Jeder halbwegs nüchterner Mensch wird von vornherein diese Feststellung abnicken: Konflikte bergen die Gefahr, dass Menschenleben gefährdet werden, Kollateralschaden nicht zu verhindern sind; vor allem dann, wenn die anderen Konfliktparteien wie YPG/PKK oder IS nicht gewillt sind, sich einer staatlichen Drohung zu beugen und das Weite zu suchen. Wer als einer dieser terroristischen Parteien die Zivilbevölkerung so als Faustpfand in Gefahr bringt, hat jede Toleranz verwirkt.
Das hat man vor allem bei den Anti-IS-Operationen der US-geführten Streitkräfte eindrucksvoll feststellen können. Bis heute weigern sich neben den USA auch Frankreich oder die Niederlande, für zivile Opfer die Verantwortung zu übernehmen, die durch massive Luftschlägen im Irak oder Syrien ums Leben kamen oder schwer verletzt wurden. Bis heute hat sich keine politische Stimme erhoben, die gefordert hat, dass diese NATO-Verbündeten vor das Internationale Gerichtshof zu bringen sind.
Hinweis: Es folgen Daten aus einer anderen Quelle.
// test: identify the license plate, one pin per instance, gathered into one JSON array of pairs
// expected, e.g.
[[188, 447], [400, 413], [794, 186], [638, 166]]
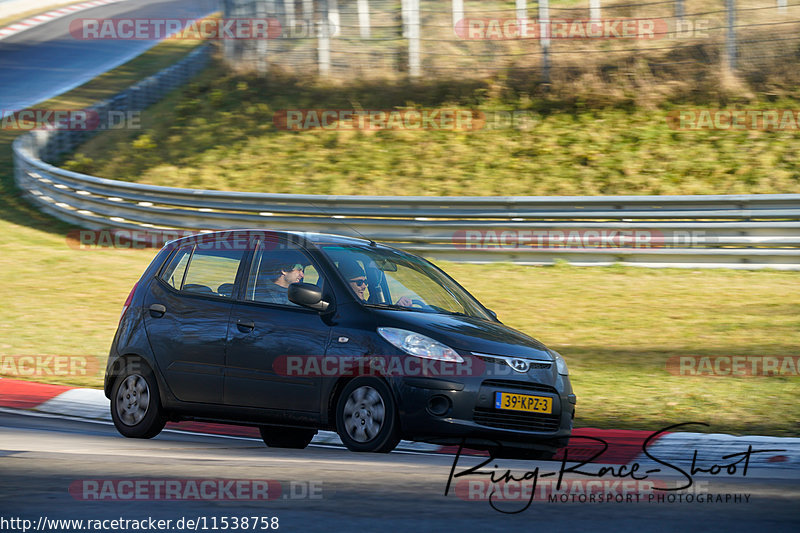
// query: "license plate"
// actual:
[[523, 402]]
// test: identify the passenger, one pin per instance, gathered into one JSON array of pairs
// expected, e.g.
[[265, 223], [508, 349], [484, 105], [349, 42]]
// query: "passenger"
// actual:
[[275, 291]]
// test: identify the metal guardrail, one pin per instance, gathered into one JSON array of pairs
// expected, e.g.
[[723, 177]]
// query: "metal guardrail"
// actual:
[[733, 231]]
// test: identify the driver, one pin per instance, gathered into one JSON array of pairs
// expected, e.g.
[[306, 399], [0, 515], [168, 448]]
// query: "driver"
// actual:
[[355, 275]]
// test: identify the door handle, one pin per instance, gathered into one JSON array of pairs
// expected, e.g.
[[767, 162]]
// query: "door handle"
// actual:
[[245, 325]]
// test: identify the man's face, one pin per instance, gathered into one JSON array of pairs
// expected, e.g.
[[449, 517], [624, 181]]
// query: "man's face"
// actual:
[[295, 275], [359, 285]]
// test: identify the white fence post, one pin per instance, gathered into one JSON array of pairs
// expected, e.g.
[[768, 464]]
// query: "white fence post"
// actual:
[[414, 62], [363, 18]]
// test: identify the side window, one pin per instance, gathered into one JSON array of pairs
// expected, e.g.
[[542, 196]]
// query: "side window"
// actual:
[[273, 270], [173, 272], [212, 272]]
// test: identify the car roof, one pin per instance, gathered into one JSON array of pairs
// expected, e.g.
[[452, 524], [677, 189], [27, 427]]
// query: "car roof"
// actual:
[[312, 237]]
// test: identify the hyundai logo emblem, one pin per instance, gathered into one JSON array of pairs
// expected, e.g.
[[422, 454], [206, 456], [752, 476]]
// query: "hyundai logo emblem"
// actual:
[[520, 365]]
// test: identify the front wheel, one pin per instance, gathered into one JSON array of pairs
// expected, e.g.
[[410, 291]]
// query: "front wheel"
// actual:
[[285, 437], [135, 404], [366, 416]]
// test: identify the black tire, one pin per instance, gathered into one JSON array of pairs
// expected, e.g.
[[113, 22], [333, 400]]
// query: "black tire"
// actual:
[[135, 404], [285, 437], [366, 416]]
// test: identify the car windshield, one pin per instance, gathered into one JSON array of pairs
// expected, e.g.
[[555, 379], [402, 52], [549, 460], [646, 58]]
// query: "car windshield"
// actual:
[[391, 278]]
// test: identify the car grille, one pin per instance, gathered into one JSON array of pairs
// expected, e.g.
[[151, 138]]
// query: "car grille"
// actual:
[[536, 387], [538, 365], [515, 420]]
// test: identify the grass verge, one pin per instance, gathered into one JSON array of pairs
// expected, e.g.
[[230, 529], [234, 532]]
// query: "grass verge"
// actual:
[[616, 326], [220, 133]]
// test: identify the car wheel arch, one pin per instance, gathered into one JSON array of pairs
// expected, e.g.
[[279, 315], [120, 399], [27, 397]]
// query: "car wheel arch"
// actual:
[[336, 392]]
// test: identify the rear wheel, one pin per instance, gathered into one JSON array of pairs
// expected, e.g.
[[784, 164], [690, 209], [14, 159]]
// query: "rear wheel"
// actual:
[[135, 403], [285, 437], [366, 416]]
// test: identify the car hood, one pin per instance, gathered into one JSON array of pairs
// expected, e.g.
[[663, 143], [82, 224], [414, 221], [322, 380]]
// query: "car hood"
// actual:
[[466, 333]]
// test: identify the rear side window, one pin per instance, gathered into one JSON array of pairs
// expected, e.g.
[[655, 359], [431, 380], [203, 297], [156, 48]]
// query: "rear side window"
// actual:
[[274, 269], [211, 272], [175, 269]]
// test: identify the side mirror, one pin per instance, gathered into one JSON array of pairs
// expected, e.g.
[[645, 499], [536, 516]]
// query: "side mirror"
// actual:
[[307, 295]]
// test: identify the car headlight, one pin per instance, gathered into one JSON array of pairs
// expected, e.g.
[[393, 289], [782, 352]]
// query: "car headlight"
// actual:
[[561, 365], [419, 345]]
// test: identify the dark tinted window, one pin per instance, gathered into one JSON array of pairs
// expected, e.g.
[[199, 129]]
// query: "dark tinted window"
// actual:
[[212, 272], [173, 272], [273, 270]]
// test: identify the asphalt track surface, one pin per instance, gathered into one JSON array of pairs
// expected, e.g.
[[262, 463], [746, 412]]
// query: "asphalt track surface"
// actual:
[[46, 60], [42, 457]]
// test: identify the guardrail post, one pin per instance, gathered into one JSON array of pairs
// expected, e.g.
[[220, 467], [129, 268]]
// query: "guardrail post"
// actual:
[[544, 38], [594, 10], [324, 41], [363, 19], [458, 12], [414, 60], [522, 16], [730, 41]]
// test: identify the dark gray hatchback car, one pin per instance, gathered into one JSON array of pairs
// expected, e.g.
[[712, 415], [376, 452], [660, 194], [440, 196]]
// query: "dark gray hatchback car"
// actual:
[[297, 332]]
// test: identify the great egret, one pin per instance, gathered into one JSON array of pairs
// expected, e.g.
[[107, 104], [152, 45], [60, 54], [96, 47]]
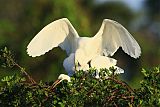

Welches internationale Mandat hatten oder haben denn diese europäischen Länder und die USA, um in Syrien oder Irak militärisch vorzugehen? Waren die massiven Luftschläge nicht mit ein Grund, weshalb die Fluchtbewegung im Irak oder Syrien mitausgelöst wurden? Hat man nicht selbst einer ethnischen Flurbereinigung den Weg geebnet, in dem man die YPG/PKK in das Vakuum in Nordsyrien lotste, die die abziehende syrische Regimearmee hinterlassen hat?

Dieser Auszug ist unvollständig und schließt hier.